An inquest into the 1971 British Army killing of Derry mother-of-six Kathleen Thompson, due to start tomorrow in Derry, has been postponed until the New Year.
At an emergency preliminary hearing this morning in Belfast, Coroner Patrick McGurgan was advised that a number of expert reports, including an independent pathology report and a ballistics report, were not ready in time for the inquest to begin on Friday morning.
It’s understood the British Ministry of Defence has also failed to provide a full explanation as to why certain army logs are missing.
Coroner McGurgan stated that the inquest would be pushed back until March 2018 “at the latest.”
Mrs Thompson was shot dead in the back garden of her home at Rathlin Gardens in Creggan, Derry, on November 6, 1971, by a soldier from the Royal Green Jackets.
The soldier who fired the fatal shot, known only as “Soldier D”, was due to give evidence to the new inquest from behind a screen next Tuesday.

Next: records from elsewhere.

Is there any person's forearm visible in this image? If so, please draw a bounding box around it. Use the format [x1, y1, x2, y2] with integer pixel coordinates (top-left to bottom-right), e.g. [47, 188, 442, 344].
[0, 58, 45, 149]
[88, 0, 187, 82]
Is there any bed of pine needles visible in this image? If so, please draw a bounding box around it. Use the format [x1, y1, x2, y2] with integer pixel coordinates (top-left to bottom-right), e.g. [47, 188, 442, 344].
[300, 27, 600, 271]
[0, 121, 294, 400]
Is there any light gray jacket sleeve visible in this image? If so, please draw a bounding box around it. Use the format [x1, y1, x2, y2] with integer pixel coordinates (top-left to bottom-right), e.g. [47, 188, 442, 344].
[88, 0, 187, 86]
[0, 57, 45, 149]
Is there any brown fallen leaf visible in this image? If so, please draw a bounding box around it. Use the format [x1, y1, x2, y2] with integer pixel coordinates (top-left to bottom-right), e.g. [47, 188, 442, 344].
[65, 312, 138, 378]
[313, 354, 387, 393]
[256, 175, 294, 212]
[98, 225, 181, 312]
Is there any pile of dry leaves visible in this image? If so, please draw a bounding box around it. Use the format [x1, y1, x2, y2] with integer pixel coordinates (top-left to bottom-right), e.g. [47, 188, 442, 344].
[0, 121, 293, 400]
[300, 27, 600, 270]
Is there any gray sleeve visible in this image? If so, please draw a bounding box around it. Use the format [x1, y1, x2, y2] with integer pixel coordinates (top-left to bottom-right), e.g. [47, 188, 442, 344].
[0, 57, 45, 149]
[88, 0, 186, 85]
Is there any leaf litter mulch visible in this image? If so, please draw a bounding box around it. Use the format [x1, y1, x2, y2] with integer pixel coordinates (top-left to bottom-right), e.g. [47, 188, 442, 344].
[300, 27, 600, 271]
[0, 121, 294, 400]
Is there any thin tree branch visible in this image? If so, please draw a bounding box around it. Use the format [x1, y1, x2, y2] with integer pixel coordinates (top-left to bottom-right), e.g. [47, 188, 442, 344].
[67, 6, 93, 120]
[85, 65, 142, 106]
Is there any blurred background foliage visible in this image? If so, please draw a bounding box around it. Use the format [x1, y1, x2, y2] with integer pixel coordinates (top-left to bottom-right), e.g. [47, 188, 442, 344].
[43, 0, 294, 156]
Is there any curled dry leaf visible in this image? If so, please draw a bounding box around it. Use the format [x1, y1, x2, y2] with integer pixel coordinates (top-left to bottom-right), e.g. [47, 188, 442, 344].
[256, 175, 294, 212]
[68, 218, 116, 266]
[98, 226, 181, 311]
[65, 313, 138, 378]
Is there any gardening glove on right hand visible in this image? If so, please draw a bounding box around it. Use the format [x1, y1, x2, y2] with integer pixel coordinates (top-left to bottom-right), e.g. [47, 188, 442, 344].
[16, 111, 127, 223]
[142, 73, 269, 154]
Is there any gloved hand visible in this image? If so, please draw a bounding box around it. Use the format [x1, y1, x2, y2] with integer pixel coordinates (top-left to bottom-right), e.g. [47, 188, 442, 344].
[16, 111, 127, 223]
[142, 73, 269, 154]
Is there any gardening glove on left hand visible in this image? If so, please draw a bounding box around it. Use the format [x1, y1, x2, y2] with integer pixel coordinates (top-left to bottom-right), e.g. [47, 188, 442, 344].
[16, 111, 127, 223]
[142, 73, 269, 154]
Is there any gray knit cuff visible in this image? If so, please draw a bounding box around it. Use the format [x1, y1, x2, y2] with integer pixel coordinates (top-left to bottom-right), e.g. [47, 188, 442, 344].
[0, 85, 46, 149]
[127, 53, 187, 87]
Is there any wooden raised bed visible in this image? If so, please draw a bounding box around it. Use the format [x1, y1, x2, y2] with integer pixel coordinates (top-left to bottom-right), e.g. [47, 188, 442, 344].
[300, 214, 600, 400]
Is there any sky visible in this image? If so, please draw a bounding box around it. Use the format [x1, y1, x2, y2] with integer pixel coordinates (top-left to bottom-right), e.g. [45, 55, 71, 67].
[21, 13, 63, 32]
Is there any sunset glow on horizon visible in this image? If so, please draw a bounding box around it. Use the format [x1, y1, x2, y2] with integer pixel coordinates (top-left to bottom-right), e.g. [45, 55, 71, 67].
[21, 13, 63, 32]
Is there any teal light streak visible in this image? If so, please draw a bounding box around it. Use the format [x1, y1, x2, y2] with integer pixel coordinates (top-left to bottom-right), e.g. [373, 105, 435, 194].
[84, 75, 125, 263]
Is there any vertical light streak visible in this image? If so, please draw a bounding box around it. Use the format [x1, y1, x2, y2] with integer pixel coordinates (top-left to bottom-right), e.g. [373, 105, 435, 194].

At today’s hearing, Counsel for the Coroner acknowledged the shortcomings of past investigations (in conflict related cases) and stated that they were taking this course of action in delaying the inquest to “ensure a full, comprehensive and knowledgeable investigation.”
Fiona Doherty QC, representing the Thompson family, told the court: “The family have mentally and emotionally prepared for the inquest. They now have to start again. It is with extreme sadness and disappointment that they find out the inquest will not now go ahead as planned, literally with a day to spare.”
A further preliminary hearing is due to take place on December 13.